Navratilova was so shaky she committed eight double faults and 36 unforced errors. Connors, too, was uncharacteristically nervous. There was a rumor, which he would neither confirm nor deny, that he had placed a considerable sum of cash on himself at 4-1 odds the day of the match.
Only about 100,000 households, less than half the total that was hoped for, bought the pay-per-view package, at an average price of $24.95. That ought to discourage this sort of thing in the future but probably won't. The promoters of last week's event have been trying for a year to match the top-ranked woman, Monica Seles, who is 19, against Connors. Maybe they could get Riggs, who is now 74, and the 48-year-old King to play again. Winner, or whoever is still waddling around at the end, takes all.
The Crudest Mouth
When Seneca ( S.C.) High football coach Tom Bass learned that upcoming rival Chamblee (Ga.) High had a split end named Sarah Price, he struck what appeared to be a blow for egalitarianism by recruiting a female defensive back and receiver named April Smith. When Sarah and April came face-to-face in the second quarter of a game between the two schools last week, it was the first time, as far as anyone knew, that two girls had played against each other in the same high school varsity game. Sarah, a 5'9", 155-pound sophomore, wasn't exactly thrilled to hear about April, a 5'3", 135-pound senior, and before the game, confidently predicted, "I'm probably going to kick her little rear."
But April prevented her trash-talking rival from catching a pass in seven plays and caught one of her own for five yards in Seneca's 48-0 victory. "She was telling me, 'You can't hit, you can't hit,' " April said later. "But I can hit." Bass awarded her the game ball—and then threw her off the team. "I don't think the girls are capable of playing football," he said, suddenly not sounding quite so progressive. "They have the heart, but they don't have the physical tools. April played as well as she could play tonight, but now she's history." Chamblee coach Scott Doss said, "It was a ploy that totally took away from what Sarah's accomplished. I was disappointed he would try to upstage everything like that."
A Mister and a Miss
The Mighty Ducks and Mr. Baseball have much in common besides the fact that both are sports movies that open at a theater near you this week. Both rely on The Big Game for a big finish—as almost all sports movies do. Both use the old newspaper-headline device and, for some reason, both feature an actor named Steven Brill in a supporting role. There is, however, a big difference between these two new movies: One of them is original.
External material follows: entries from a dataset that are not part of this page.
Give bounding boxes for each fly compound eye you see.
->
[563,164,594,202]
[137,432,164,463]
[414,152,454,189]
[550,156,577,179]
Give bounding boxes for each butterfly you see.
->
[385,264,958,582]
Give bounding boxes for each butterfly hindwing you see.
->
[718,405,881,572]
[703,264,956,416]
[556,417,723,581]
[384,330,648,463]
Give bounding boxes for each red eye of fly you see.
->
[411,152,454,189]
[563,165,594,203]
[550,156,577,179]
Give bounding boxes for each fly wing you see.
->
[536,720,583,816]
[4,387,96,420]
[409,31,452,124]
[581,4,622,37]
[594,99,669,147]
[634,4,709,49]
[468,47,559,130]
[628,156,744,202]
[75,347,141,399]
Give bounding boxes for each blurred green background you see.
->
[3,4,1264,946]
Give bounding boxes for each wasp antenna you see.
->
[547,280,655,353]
The one that isn't, The Mighty Ducks, was written by Brill, but it is so derivative it could have been written by a computer. This is The Bad News Bears Play Hockey. The rip-offs from that better 1976 movie include the reluctant coach who finds redemption (Emilio Estevez instead of Walter Matthau), the villainous coach of the dirty team (Lane Smith in the Vic Morrow role), the girl player, the scary player, the fat player, the Jewish player, the black player and the wisecracking player with glasses. Ducks might have been more charming if it weren't quite so familiar.
Mr. Baseball is the story of Jack Elliot—played by Tom Selleck—an aging first baseman for the New York Yankees who gets shipped off to Japan, despite this eloquent argument in his own defense: "But I led the team in ninth-inning doubles in the month of August!" Upon joining the Chunichi Dragons, Elliot does his best to insult his teammates and challenge the manager's authority. When asked to lead the other players in exercises, he teaches them the hokey-pokey.
There are some funny mix-ups, both cultural and linguistic. At one point Elliot tries to encourage the Dragons by telling them, "It ain't over till the fat lady sings," which his puzzled interpreter translates as "When the game is over, a fat lady will sing to us." But Mr. Baseball also has some thoughtful things to say about the lack of respect Japan and the U.S. have for each other's cultures. There were reports that the script was changed after the studio, Universal, was bought by Matsushita two years ago, but this is by no means a Japanese propaganda film.